America has a long history of public officials coming from rural backgrounds who participated in farming, ranching, hunting, and/or fishing. These traditions help to develop many positive personal qualities that translate to leadership positions.
Being that today is Presidents Day, we thought we’d take a look at a few of our modern Commanders-in-Chief who had agricultural or sportsmen roots.
When discussing modern presidents who supported rural tradition, there is no better place to start than leader and war hero: Dwight D. Eisenhower.
Eisenhower was an avid hunter and angler. During his overseeing of the liberation of France as the Supreme Commander of the Allied Forces in Europe during WWII, he even stopped to go on a partridge hunt in North Africa.
He was quoted saying, “There are three (sports) that I like all for the same reason – golf, fishing, and shooting – because they take you into the fields. They induce you to take at any one time two to three hours, when you are thinking of the bird or ball or the wily trout. Now, to my mind, it is a very healthful, beneficial kind of thing, and I do it whenever I get a chance.”
We then move to the presidency of Lyndon B. Johnson, the epitome of the American rancher. Johnson was born on his aunt’s ranch, which would later become his, and grew it from its original 250 acres to 2,700, on which he took care of his herd of 400 head of Hereford cattle.
Not only is he famous for hosting his first ever presidential dinner as a BBQ – where he hosted German Chancellor Ludwig Erhart – but he hosted many presidential dinners on his ranch, and was buried there after his death in 1973.
The next farming president of note is Jimmy Carter. He grew up on his parents’ Plains, Georgia peanut farm, and even participated in FFA while in high school.
He took over operations of the farm after his father’s death in ’53, and by 1970 he was known as a wealthy peanut farmer. He was quoted speaking of his time on the farm saying, “The early years of my life on the farm were full and enjoyable, isolated but not lonely. We always had enough to eat, no economic hardship, but no money to waste. We felt close to nature, close to members of our family, and close to God.”

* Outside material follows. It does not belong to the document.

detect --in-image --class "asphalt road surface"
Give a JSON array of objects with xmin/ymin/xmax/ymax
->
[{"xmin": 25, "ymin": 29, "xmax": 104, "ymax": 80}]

Like many farmers, he also participated in hunting and fishing. Remembered for displaying a muzzle-loaded rifle in his private White House office, Carter took many hunting trips with friends and family.
Although he took the least days of vacation of all modern presidents, 79, he spent much of that time out hunting or fishing. Old habits die hard, and Carter once commented that he “had a fishing pole and rifle in his hand since he could remember.”
These modern presidents would make our founders proud for carrying on the rural traditions that make America great.